I am reformed. I am a complete and total Kennedy fan now, and I would love to write a defense of her. I'm not sure which I'm more psyched about, how cool a person Iyari is (she isn't only very attractive, but incredibly sweet and funny), or the fact that once again order has been restored to the universe--I once again love every character and every plotline ever on Buffy. :oD


[> [> [> [> The absolutely true, but, you know, a little embellished tale... -- Random, 08:50:02 09/02/03 Tue

...of Rob's final meeting with Iyari.

The day was sultry. Even sexy, in a humid, bright yellow ball in the sky sort of way. We were once again down in the basement for the final day of autographs. Rob was in line to get James Marsters script. Me, Bit and Ded were over to the side, bored. The afternoon dragged on as the line moved at the pace of a snail on pot. Finally, Rob was at the front of the line. JM seemed bored as he glanced up to see who was next. Suddenly, a look of horror crossed his face! "You!" he said, clearly remembering the unfortunate incident with Iyari yesterday. He made a curt gesture and several burly bodyguards converged on Rob. Rob glanced to us for help, but we were too busy pretending we didn't know him.
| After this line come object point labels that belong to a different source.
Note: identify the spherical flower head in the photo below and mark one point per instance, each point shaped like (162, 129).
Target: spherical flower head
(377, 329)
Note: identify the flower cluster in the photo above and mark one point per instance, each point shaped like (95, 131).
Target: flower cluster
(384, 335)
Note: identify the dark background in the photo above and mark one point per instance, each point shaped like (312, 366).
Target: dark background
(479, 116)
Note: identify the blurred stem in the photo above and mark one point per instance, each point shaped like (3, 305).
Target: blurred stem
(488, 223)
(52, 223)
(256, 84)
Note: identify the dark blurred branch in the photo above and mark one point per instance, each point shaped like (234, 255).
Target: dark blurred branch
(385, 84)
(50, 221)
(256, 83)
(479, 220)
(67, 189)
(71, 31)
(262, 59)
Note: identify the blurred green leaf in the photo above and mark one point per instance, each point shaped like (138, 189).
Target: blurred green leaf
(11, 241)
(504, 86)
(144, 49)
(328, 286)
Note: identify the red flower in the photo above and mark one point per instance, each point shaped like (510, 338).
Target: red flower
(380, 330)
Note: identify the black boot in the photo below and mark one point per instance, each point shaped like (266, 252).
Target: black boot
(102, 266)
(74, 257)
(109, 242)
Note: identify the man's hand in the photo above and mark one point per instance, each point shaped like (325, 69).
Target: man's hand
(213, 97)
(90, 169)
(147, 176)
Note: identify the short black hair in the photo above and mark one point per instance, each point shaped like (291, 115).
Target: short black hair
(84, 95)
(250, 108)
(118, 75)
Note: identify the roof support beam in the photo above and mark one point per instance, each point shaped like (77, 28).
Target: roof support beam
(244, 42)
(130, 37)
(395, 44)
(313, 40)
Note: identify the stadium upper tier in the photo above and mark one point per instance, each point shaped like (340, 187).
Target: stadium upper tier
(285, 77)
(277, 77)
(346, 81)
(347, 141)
Rob went down in a pile of manflesh. And one womanflesh, but she was burly too, so it was all good. Bit tapped my shoulder and directed my attention to the actor who played Chewbacca. "Wanna go get an autograph?" she asked as Rob's screams rent the air.

"Sure," I replied.

But just as we started walking, we heard a plaintive wail. We glanced sharply back. Somehow, the guards had missed Rob, for he was at Iyari's table and his arms were around her. "I love you I love you I love you I love you " he kept saying as Danny glowered at him, a look of pure jealousy crossing those cherubic Jonathan features. Iyari -- the plaintive wailer -- was mouthing prayers. She looked to me, but I had been distracted again, this time by a girl dressed in a skintight harlequin suit. It was a moment of beauty for me, a moment when I discovered a new fetish to enjoy. I was on my knees and proposing to her in less than a second. She smiled down at me and stroked my hair. I took her hand in mine and kissed it. She knelt down in front of me. Our eyes were level with each other's. As were our lips. With a breathy sigh, she...damn! Iyari finally managed to toss Rob loose and sent him flying into my new love. They went down in a tangle of limbs and autographed photos.

So there was nothing for it but to go get dinner. Then Oreo cheesecake for dessert. Rob, incidentally, is a happy man. He got to hug both Iyari and a cute-as-hell clown girl in the space of five minutes. I'd be upset, but right now, a barbarian princess is helping me discover another fetish. Easy with the sword, my dear. It's not a toy.